Le di un beso a la mejilla, y finalmente me fui. No sabía hasta cuando volvería a ver a mi padre, no sabía que pasaría en adelante. Fue como aventarme a un abismo profundo y oscuro sin saber todo lo que me encontraría en él, y cuánto tardaría en llegar a la superficie.
Me sentía nerviosa respecto al viaje. Nunca había volado en avión. Eran experiencias nuevas que adquiriría a lo largo de los años. Experiencias que me ayudarían a aprender un poco más sobre el sentido de la vida. Porque conforme viví, el sentido de la vida se encuentra desde un granito de arena, hasta la estrella más brillante en el cielo.
Por suerte, el viaje se me hizo corto, quizá porque me había tocado a lado de una ventanilla. Mis pies tocaban tierra Europea por primera vez, y sentí una excitación que me embriagaba dentro de mi ser. Era joven, pero sentía el mundo en mis manos —como cualquier otro adolescente—.
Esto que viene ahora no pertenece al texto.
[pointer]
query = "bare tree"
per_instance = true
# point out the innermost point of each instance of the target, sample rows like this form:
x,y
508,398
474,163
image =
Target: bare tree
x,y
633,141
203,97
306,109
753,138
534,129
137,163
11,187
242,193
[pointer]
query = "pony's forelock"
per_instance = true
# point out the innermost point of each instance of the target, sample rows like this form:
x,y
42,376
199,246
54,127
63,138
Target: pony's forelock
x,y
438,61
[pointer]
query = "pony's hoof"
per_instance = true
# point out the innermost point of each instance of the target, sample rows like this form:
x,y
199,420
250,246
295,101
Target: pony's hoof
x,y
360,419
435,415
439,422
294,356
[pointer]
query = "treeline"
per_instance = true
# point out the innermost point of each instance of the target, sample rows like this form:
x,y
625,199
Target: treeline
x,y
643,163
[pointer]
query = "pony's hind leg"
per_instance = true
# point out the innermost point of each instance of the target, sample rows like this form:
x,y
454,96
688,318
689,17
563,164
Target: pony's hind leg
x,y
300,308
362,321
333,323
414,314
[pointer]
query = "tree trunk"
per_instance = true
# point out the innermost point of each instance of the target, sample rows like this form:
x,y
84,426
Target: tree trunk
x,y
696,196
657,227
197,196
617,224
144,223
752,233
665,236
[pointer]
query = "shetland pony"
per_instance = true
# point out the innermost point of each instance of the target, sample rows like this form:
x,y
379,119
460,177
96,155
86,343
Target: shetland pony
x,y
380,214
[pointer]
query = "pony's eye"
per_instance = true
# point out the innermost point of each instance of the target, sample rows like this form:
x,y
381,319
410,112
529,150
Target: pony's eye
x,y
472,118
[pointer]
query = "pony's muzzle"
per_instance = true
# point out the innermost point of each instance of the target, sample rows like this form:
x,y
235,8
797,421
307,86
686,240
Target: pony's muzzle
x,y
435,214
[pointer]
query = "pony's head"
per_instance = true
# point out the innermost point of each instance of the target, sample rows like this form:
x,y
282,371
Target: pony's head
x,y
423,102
Rápidamente encontré a Felipe, quien se encargaría de llevarme con la tía Mariana. Hablamos un poco durante el camino, me advirtió de ciertas cosas, como por ejemplo que no le podía hablar estando dentro de la casa. También me dijo que tuviera cuidado con las hermanas, en mi mente pensé que quizá exageraba.
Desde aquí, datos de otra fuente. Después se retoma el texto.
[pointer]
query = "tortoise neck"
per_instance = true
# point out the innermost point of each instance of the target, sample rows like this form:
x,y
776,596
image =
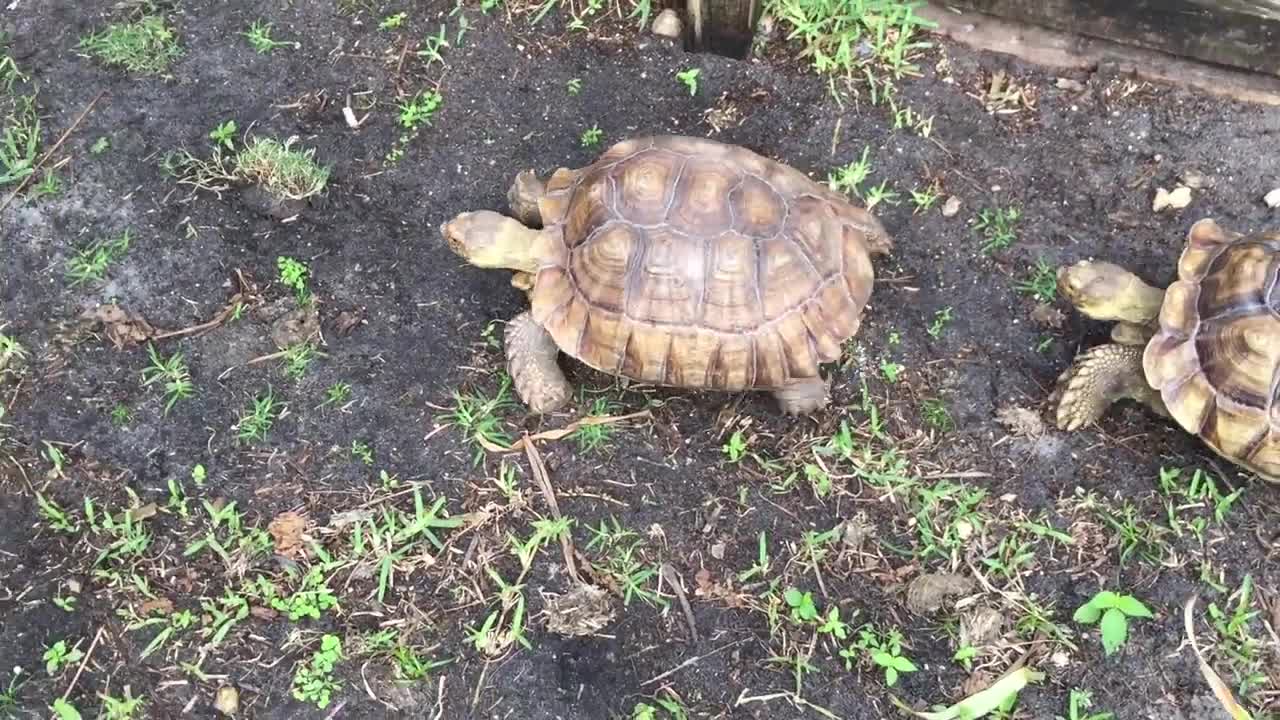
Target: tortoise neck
x,y
1138,302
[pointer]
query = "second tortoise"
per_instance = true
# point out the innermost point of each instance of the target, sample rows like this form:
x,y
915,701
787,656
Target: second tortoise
x,y
1206,351
679,261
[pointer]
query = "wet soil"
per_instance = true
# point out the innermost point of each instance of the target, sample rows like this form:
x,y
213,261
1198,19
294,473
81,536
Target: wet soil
x,y
1082,164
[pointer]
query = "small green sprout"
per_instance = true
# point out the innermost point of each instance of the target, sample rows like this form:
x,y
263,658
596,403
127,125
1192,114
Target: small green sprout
x,y
690,78
1111,611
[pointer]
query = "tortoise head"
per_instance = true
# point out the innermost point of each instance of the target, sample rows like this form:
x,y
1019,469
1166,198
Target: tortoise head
x,y
490,240
1106,291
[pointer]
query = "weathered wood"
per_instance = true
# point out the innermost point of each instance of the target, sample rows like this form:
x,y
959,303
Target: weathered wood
x,y
1240,33
725,27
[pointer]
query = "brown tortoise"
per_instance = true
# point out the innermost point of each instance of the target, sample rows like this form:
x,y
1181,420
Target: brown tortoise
x,y
1206,351
679,261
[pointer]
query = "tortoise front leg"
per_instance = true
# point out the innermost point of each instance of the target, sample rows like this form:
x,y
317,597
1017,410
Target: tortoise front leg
x,y
1097,378
531,364
524,195
803,397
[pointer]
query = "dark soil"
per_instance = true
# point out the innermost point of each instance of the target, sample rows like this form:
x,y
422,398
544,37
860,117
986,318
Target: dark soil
x,y
1082,165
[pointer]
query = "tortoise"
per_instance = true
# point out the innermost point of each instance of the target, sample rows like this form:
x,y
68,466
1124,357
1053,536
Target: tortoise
x,y
1206,351
679,261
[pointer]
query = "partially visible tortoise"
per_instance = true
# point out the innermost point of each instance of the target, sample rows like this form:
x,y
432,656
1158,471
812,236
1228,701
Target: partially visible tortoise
x,y
679,261
1206,351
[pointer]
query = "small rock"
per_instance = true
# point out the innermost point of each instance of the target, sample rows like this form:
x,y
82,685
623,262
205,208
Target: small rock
x,y
927,593
1196,180
581,611
951,206
227,700
1020,420
981,627
1175,200
667,24
1046,314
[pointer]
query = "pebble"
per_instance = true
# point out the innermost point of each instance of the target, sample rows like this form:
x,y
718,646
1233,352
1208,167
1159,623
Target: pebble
x,y
227,700
667,23
1176,200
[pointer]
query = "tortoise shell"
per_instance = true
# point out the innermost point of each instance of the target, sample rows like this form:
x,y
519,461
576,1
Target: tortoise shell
x,y
1215,358
691,263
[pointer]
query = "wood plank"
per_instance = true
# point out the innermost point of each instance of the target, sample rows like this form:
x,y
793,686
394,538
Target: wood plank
x,y
1240,33
725,27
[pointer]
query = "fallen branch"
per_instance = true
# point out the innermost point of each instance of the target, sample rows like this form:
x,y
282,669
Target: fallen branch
x,y
1220,691
544,483
51,151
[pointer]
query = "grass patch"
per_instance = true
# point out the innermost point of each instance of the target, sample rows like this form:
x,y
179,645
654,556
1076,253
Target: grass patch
x,y
286,173
142,46
280,169
854,37
90,264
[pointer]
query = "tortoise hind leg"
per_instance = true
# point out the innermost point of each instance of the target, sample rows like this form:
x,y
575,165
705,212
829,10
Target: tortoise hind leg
x,y
1097,378
804,396
525,191
531,364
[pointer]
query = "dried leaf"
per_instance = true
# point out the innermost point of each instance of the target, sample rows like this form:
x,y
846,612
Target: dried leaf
x,y
122,327
1220,689
581,611
287,531
227,700
1272,199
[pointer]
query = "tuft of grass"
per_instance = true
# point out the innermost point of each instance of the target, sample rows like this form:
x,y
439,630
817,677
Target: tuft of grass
x,y
90,264
997,227
144,46
256,422
282,171
1041,283
690,78
592,136
854,37
173,372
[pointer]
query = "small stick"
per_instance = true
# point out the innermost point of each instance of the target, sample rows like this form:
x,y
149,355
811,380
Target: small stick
x,y
544,483
672,577
50,153
83,662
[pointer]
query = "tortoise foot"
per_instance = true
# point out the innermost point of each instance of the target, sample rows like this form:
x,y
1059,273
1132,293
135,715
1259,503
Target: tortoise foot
x,y
1096,379
531,363
803,397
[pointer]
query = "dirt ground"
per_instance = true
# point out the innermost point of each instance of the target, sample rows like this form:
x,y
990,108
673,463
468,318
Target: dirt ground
x,y
940,406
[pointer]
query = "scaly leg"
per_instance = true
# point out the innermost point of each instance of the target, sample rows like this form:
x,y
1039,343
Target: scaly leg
x,y
803,397
531,364
524,195
1097,378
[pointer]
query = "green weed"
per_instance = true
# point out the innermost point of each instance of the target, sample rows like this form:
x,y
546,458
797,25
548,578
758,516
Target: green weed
x,y
173,372
1041,283
999,227
1111,613
90,264
145,46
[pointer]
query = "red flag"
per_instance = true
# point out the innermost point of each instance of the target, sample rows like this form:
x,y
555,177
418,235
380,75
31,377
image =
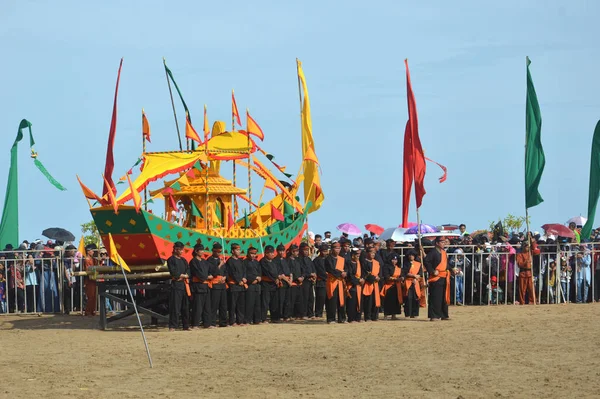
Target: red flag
x,y
276,214
110,161
408,175
234,112
419,166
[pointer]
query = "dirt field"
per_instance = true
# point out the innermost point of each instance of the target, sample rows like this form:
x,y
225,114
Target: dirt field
x,y
506,351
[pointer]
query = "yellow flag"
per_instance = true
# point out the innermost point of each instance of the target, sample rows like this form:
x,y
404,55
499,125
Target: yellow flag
x,y
312,180
114,255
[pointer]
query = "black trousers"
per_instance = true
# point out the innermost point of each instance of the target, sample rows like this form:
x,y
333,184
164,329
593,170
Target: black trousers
x,y
320,298
334,306
237,306
270,303
285,309
201,309
253,312
297,301
308,296
371,311
179,306
218,302
438,308
352,306
411,303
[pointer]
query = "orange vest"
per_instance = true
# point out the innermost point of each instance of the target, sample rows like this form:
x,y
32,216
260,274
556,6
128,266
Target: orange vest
x,y
333,282
390,284
442,268
408,282
369,288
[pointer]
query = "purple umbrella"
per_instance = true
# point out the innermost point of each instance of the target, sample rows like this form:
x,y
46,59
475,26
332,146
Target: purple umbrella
x,y
349,228
425,228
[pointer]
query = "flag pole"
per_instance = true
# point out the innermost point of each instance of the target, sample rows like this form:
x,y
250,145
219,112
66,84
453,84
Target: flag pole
x,y
143,153
137,314
301,142
173,105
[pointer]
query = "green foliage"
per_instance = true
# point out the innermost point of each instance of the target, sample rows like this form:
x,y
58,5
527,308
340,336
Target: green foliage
x,y
90,233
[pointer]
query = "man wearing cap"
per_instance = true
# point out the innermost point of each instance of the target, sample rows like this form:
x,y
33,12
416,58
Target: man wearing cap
x,y
284,271
355,282
308,284
253,313
218,289
178,296
321,272
236,278
336,293
199,271
91,261
298,308
436,263
269,282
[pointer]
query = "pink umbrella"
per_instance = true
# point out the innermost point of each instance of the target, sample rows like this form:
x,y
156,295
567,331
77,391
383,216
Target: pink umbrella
x,y
349,228
375,229
558,230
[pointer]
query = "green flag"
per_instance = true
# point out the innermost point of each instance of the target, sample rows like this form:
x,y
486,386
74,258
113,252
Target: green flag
x,y
195,211
9,224
534,153
594,184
No había sabido que la casa de la madre de Griselda fuera tan lujosa, lo comprendí al adentrarme en el enorme jardín, adornado por algunos arbustos y árboles. En la entrada había un enorme portón, el cuál recibía al carro. A lado del portón, una reja.
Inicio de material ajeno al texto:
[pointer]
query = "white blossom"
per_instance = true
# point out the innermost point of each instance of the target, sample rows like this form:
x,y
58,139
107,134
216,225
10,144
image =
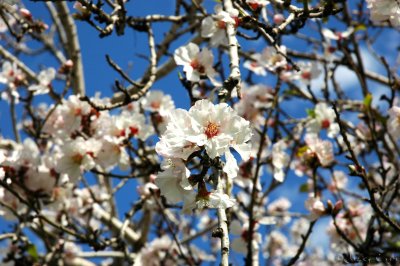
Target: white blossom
x,y
195,63
45,78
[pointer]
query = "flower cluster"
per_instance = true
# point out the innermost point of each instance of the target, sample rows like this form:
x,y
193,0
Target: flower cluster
x,y
214,129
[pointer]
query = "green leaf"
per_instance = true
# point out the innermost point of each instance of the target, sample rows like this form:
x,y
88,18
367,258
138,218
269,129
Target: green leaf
x,y
33,252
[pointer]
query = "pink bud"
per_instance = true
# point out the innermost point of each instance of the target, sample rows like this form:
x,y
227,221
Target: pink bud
x,y
26,13
278,19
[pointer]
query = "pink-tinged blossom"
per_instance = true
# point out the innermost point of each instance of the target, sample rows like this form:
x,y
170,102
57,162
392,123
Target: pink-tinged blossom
x,y
125,125
308,71
385,10
11,75
40,180
323,118
339,181
45,78
256,4
196,63
320,149
214,27
78,155
279,19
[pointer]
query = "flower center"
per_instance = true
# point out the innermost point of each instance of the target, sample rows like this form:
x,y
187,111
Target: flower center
x,y
77,158
254,6
197,66
306,75
212,130
155,104
325,124
221,24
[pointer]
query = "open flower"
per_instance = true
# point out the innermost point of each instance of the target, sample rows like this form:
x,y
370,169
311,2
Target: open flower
x,y
217,128
45,78
195,63
215,27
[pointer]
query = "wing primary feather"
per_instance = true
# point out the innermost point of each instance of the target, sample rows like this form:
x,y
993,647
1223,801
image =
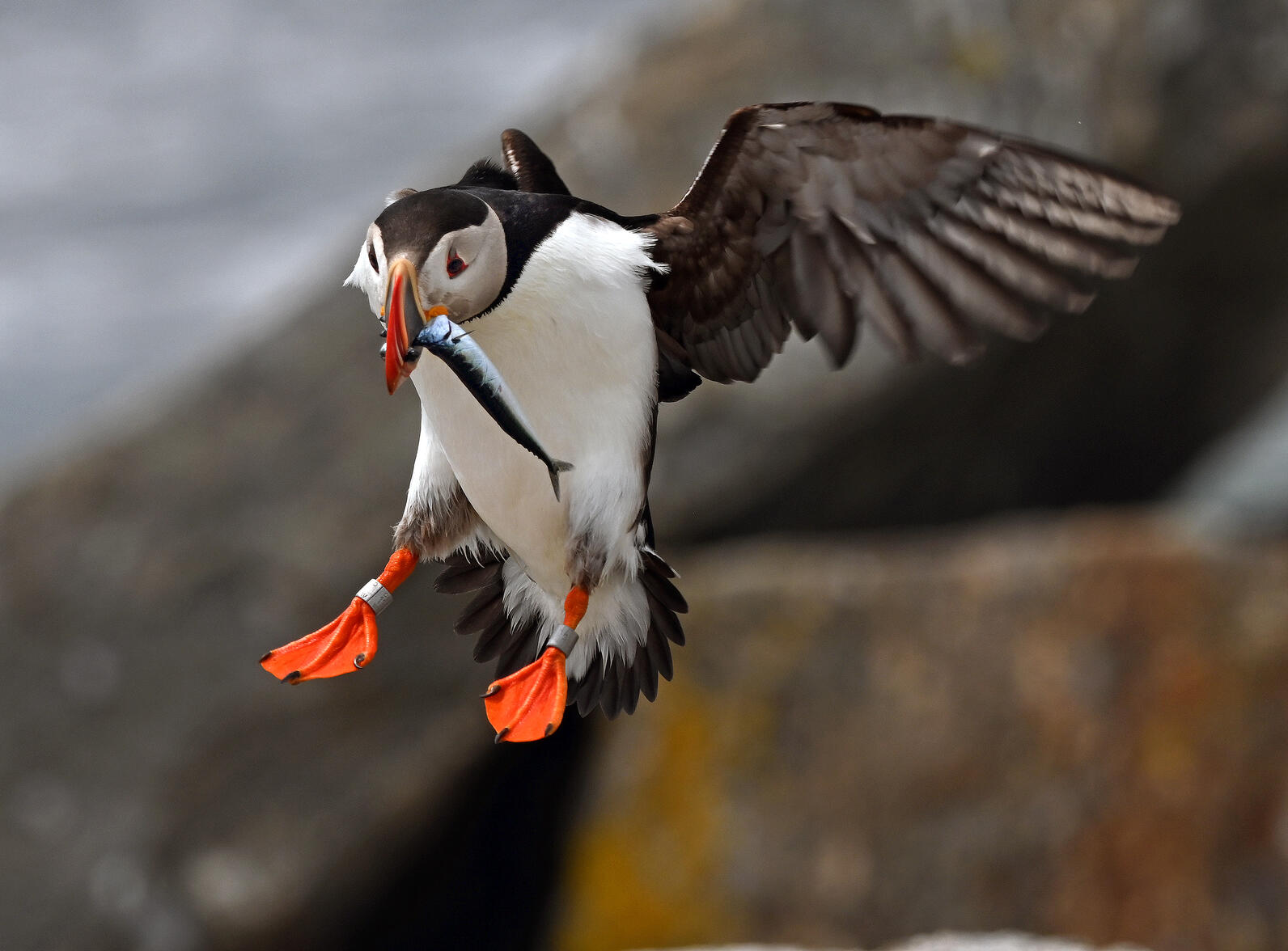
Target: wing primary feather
x,y
966,289
930,318
1011,267
1055,245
Me bajé del auto admirando cada espacio del jardín, desde lo más pequeño hasta lo más admirable. Unos farolitos alumbraban el camino hacia la puerta, y yo me sentía como en un cuento de hadas. Felipe me escoltó hasta la puerta, él con una maleta y yo con otra.
Al abrirla no pude evitar abrir mis ojos. Y a cada paso que daba mi admiración acrecentaba aún más. Cada espacio parecía estar perfectamente acomodado, todo formaba parte de un compuesto aglomerado entre sí.
Pude notar a algunas muchachas del servicio platicando de lo más alegre. En cuanto oyeron los pasos de la tía Mariana se callaron y se pusieron en fila. Volteé a ver a Felipe nerviosa, él me ignoró por completo.
Entonces la ví. Divisé a la madre de Griselda, la madre que ella tanto deseaba conocer.
Me sorprendí al verla. Era una mujer alta y un tanto delgada. Sus cabellos castaños caían a los lados de su cara dándole una apariencia jovial. Tenía los pómulos arriba, una boca casi diminuta, su frente bien proporcionada, y aquellos ojos de almendra que ya conocía perfectamente. Era Griselda; era Griselda en mujer.
La mujer me miró y no supe interpretar aquella mirada. Parecía una mirada vacía, sin sentimientos, sin emociones, muy lo contrario de Griselda.
Traté de mostrar mi mejor sonrisa. Dí unos pasos acercándome a ella, extendí mi mano y me presenté.
—Soy Annie Bridgest, mucho gusto Tía.
Tomó mi mano con firmeza, estrechándola con fuerza. Sus ojos eran intimidantes, al escuchar su voz pude darme cuenta que ésta lo era aún más.
—Mucho gusto, Annie —dijo haciéndome estremecer—. Me alegra que estés aquí. En un momento te guiarán a tu nueva habitación.
—Gracias por permitir quedarme.
—Recuerda que estás bajo mi techo, así que harás lo que te pida. A partir de mañana irás a tu nuevo colegio. Debes llegar antes de las nueve y levantarte antes de las ocho. Debes tratar con respeto a tus primas. No debes hacer algún tipo de amistad con las mucamas. Cualquier duda que tengas me la preguntas únicamente a mí. ¿Entendiste?